Second, everyone is quite right that you should be careful when doing recursion. With each run of prime() you're allocating space for 5 new integer variables a, i, q, s, and d. This means you're allocating memory for tens of thousands of integers when (from the looks of your method) all you really need is 5.
Since it looks like these values are independent of all other iterations, you can employ a couple tricks. First, for q, s, and d by declaring them as globals they will only be allocated once. Secondly, by changing prime(int a, int i) to prime(int &a, int &i) you wont be allocating memory for a and i with each loop. This changes your code to look like the following:
#include <iostream>
#include <cmath>
using namespace std;
const int max_size = 15000 ;
int p[max_size];
int q ;
int s ;
int d ;
void prime(int &a, int &i)
{
if (i>=max_size) return ;
q = 0;
s=sqrt(a) ;
d=3;
while(d<=s){
if(a % d == 0) {
q = 1;
}
d += 2;
}
if(q == 0) {
p[i] = a;
i++;
a += 2;
prime(a, i);
}
else {
a += 2;
prime(a, i);
}
}
int main()
{
p[0]=2;
int a(3), i(1) ;
prime(a, i);
int k, T;
cin >> T;
for(int i = 1; i <= T; i++){
cin >> k;
// You should do a check of whether k is larger than
// the size of your array, otherwise the check on p[k-1]

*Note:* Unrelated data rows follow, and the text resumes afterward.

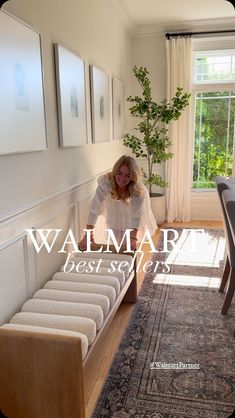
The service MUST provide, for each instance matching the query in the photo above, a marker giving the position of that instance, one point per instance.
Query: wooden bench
(43, 374)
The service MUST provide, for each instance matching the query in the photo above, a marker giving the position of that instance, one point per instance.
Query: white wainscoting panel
(14, 283)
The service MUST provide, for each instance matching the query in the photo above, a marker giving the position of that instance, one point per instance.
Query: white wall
(94, 30)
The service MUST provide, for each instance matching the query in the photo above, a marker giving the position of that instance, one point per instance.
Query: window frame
(205, 86)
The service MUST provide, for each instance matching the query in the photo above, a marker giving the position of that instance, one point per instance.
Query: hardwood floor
(122, 316)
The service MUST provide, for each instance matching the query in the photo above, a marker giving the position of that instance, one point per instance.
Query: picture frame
(100, 107)
(71, 97)
(118, 101)
(22, 108)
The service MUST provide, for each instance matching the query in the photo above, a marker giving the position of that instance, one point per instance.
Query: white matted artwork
(100, 105)
(22, 113)
(70, 71)
(118, 108)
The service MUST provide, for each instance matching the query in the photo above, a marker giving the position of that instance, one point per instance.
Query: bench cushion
(101, 289)
(89, 278)
(66, 296)
(83, 325)
(55, 307)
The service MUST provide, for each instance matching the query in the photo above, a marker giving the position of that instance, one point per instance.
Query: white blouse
(135, 213)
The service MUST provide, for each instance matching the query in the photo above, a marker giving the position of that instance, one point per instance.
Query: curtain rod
(176, 34)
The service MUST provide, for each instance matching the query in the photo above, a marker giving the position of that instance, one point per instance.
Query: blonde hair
(135, 187)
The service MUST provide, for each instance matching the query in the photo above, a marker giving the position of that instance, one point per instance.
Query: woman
(124, 200)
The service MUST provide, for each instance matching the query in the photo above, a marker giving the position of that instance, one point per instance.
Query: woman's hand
(133, 243)
(82, 245)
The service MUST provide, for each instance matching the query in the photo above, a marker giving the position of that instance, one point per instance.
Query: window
(214, 87)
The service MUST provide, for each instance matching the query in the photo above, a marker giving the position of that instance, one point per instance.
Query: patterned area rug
(176, 359)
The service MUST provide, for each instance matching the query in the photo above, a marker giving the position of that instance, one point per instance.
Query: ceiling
(146, 12)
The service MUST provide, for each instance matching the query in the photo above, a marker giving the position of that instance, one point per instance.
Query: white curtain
(179, 168)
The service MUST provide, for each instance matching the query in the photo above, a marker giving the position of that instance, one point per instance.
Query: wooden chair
(223, 184)
(228, 197)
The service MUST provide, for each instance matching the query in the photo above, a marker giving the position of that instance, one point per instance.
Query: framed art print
(70, 76)
(118, 108)
(22, 114)
(100, 105)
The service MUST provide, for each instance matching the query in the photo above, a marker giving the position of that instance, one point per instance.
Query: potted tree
(152, 142)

// will cause a seg fault.
if (k>max_size) {
std::cout << "That value is too large, try a number <= " << max_size << "." << std::endl;
} else {
cout << p[k - 1] << endl;
}
}
return 0;
}
A couple of other changes:
instead of filling the array until you reach a specific prime number, I've changed your check so that it will fill the array until it hits the maximum number of entries.
I've also included a check as to whether the user has passed an index number outside the range of the "p" array. Otherwise it will produce a segmentation fault.
Now compiling this and running gives:
$ g++ prime_calc.cpp -o prime_calc
$ ./prime_calc
3
1500
12553
15000
163841
15001
That value is too large, try a number <= 15000.